Table 5 lists the segmentation times of the different algorithms to test the efficiency of the proposed HSMM algorithm. For remote sensing images in
Figure 7 and
Figure 8 with 256 × 256 pixels, the FCM, GMM, SMM, and HSMM algorithms had segmentation duration between 15 to 22 s, 14 to 22 s, 33 to 44 s, and 28 to 36 s, respectively. The scale of
Figure 9a was 512 × 512 pixels, and its segmentation time was significantly more than other images for each algorithm. Hence, the larger the scale of the image, the more time it took to segment the image using the above algorithms. For the average time, the FCM and GMM algorithms were the least, the SMM algorithm was the most, and the proposed algorithm was better than the SMM algorithm. The FCM and GMM algorithms were able to deduce the formulas of parameters using minimum objective function and maximum likelihood estimation respectively, so they obtained segmentation results more efficiently. The SMM algorithm optimized the parameters using a gradient descent method and took much more time for convergence. The proposed algorithm combined the maximum likelihood estimation and gradient optimization method to solve parameters based on the simplified segmentation model. Hence, its time was better than the SMM algorithm and 9.2654 s less than the SMM algorithm on average.
Figure 10 presents the segmentation results of 10 remote sensing images provided by the proposed algorithm and the Hierarchical GMM (HGMM)-based parameter optimization image segmentation algorithm (called HGMM algorithm). In
Figure 10, images 1 and 2 are from EROS, images 3 and 4 are from Worldview1, images 5 and 6 are from SPOT5, images 7 and 8 are from Cartosat1, images 9 and 10 are from Pleiades1, respectively. For the image 1, the HGMM algorithm a better result, while the proposed algorithm was affected by the shadow and there were some wrongly segmented pixels. For the image 2, the HGMM algorithm was unable to segment the right region, while the proposed algorithm could better segment the image. For the images 7 and 8, the upper regions were incorrectly segmented using the HGMM algorithm, whereas the proposed algorithm was able to better segment each region and avoid the effect of spectral heterogeneity. For other images, the HGMM and the proposed algorithms accurately segmented them. Moreover, the results of the proposed algorithm were better than the HGMM algorithm in detail, such as the lower regions of images 3 and 5. Hence, the proposed algorithm is superior to the HGMM algorithm in segmentation performance.

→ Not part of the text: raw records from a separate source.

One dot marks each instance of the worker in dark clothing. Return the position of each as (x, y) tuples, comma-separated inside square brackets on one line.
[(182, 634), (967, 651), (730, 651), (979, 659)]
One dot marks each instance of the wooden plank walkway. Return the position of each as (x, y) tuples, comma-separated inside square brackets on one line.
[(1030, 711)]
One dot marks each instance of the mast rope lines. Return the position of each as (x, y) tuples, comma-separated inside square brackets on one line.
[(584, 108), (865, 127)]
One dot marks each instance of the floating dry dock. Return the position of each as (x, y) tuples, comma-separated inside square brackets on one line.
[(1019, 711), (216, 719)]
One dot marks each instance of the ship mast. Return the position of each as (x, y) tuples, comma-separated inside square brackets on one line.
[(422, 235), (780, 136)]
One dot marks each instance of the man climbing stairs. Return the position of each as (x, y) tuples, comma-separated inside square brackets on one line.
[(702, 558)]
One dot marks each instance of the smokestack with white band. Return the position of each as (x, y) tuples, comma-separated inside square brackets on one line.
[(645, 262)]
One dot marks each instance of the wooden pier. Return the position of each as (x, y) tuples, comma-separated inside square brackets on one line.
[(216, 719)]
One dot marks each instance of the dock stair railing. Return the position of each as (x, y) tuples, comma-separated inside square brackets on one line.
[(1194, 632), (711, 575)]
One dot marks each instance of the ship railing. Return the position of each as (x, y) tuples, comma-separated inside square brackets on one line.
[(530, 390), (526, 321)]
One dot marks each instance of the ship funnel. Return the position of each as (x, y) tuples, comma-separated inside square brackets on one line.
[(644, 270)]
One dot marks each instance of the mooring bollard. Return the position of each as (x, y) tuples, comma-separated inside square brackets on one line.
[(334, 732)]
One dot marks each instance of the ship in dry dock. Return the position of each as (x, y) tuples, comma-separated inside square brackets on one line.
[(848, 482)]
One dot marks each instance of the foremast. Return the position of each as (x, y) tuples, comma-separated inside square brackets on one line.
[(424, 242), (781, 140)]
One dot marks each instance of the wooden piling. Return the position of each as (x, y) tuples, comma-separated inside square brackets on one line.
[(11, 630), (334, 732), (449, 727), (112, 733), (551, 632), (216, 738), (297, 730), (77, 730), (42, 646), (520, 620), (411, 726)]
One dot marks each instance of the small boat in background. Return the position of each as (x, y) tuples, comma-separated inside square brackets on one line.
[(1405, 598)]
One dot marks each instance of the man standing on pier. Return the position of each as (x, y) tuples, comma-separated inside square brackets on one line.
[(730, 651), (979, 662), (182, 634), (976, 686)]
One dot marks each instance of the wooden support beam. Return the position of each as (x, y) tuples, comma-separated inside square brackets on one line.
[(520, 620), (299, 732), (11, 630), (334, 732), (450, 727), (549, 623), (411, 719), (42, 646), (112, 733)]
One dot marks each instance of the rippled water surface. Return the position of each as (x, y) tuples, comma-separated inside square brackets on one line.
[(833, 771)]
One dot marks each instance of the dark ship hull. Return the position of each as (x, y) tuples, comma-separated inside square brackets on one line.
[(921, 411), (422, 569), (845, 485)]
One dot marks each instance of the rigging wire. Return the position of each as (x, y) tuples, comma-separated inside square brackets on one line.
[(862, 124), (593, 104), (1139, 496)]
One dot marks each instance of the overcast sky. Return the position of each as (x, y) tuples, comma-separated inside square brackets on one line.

Table 6 lists the segmentation time of the HGMM and HSMM algorithms for 10 remote sensing images. The time of the HGMM and HSMM algorithms was in the range of (1.66, 2.32) and (2.28, 2.97), respectively. They were affected by the number of classes. The greater the number of classes, the more segmentation time. Obviously, it taken more time to segment images 2, 3 and 4 than other images. Since the structure of Student’s t-distribution was more complex than Gaussian distribution and the parameter number of Student’s t-distribution was more than Gaussian distribution, the proposed algorithm took more time than the HGMM algorithm. For the average time, the proposed algorithm was 0.6693 s more than the HGMM algorithm.